Oberlandesgericht München Zschäpe will von NSU-Taten erst im Nachhinein erfahren haben

Im NSU-Prozess in München hat einer der Anwälte von Beate Zschäpe eine Erklärung der Hauptangeklagten verlesen. Darin gibt Zschäpe an, sie habe von den Verbrechen ihrer beiden Komplizen jeweils erst danach erfahren. Zschäpe entschuldigte sich bei den Opfern, räumte aber lediglich eine moralische Mitverantwortung ein.

Die Hauptangeklagte Beate Zschäpe hat im NSU-Prozess in München jede Beteiligung an den Verbrechen ihrer Vertrauten und Mitbewohner Uwe Böhnhardt und Uwe Mundlos bestritten. Vielmehr habe sie von den zehn Morden und zwei Bombenanschlägen jeweils erst im Nachhinein erfahren. Das steht in einer Erklärung, die Zschäpes Anwalt Mathias Grasel am Mittwoch vor Gericht verlesen hat.

Zudem ließ die gebürtige Jenaerin erklären: "Ich weise den Vorwurf der Anklage zurück, ich sei ein Mitglied einer terroristischen Vereinigung namens NSU gewesen." Der Name "Nationalsozialistischer Untergrund" (NSU) sei eine Erfindung von Mundlos gewesen, allenfalls könne noch Böhnhardt der Gruppe zugeordnet werden.

Ich war weder an den Vorbereitungshandlungen noch an der Tatausführung beteiligt.

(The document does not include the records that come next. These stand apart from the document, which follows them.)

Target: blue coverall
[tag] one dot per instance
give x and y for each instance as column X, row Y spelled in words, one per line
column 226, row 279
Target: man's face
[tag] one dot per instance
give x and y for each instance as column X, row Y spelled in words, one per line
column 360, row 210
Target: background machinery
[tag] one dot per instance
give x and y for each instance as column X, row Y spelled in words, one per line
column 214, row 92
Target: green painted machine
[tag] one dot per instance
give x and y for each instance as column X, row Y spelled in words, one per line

Beate Zschäpe im NSU-Prozess in München am 9. Dezember 2015

Im Einzelnen äußerte sich Zschäpe wie folgt:

Mord an Enver Simsek in Nürnberg 2000

Zschäpes Anwalt trug im Namen seiner Mandantin vor, ihre Gefährten Uwe Mundlos und Uwe Böhnhardt hätten ihr im Jahr 2000 den ersten der Morde gestanden - die Tötung des türkischstämmigen Blumenhändlers Enver Simsek in Nürnberg. Zu diesem Zeitpunkt habe die Tötung des Mannes bereits drei Monate zurückgelegen. Als sie von der Tat hörte, sei sie geschockt gewesen.

Morde an Abdurrahim Özüdoğru und Süleyman Taşköprü 2001

Im Nachhinein, so Zschäpe, habe sie auch von den Morden an Abdurrahim Özüdoğru in Nürnberg und an Süleyman Taşköprü in Hamburg im Jahr 2001 erfahren. Sie habe sich wie betäubt gefühlt. Sie habe es nicht für möglich gehalten, dass ihre Komplizen noch einmal auf Menschen schießen würden. Ihre Frage nach dem Warum sei von Mundlos und Böhnhardt mit Floskeln beantwortet worden.

Bombenanschläge in Köln

Von den beiden Bombenanschlägen in Köln auf ein iranisches Geschäft in der Probsteigasse und in der Keupstraße will Zschäpe vorher jeweils nichts gewusst haben. Vor Gericht sagte sie aus, dass es Böhnhardt gewesen sei, der die Bombe in dem Lebensmittelgeschäft deponiert habe. Zu dem Anschlag in der Keupstraße, bei dem 22 Menschen schwer verletzt wurden, erklärte die Angeklagte, sie sei "einfach nur entsetzt" gewesen, als sie davon erfahren habe.

Banküberfälle

Zschäpe räumte ein, von den regelmäßigen Banküberfällen von Böhnhardt und Mundlos habe sie gewusst, allerdings nicht im Detail. Sie habe die Überfälle akzeptiert und davon profitiert - mit dem Geld sei das Leben im Untergrund finanziert worden.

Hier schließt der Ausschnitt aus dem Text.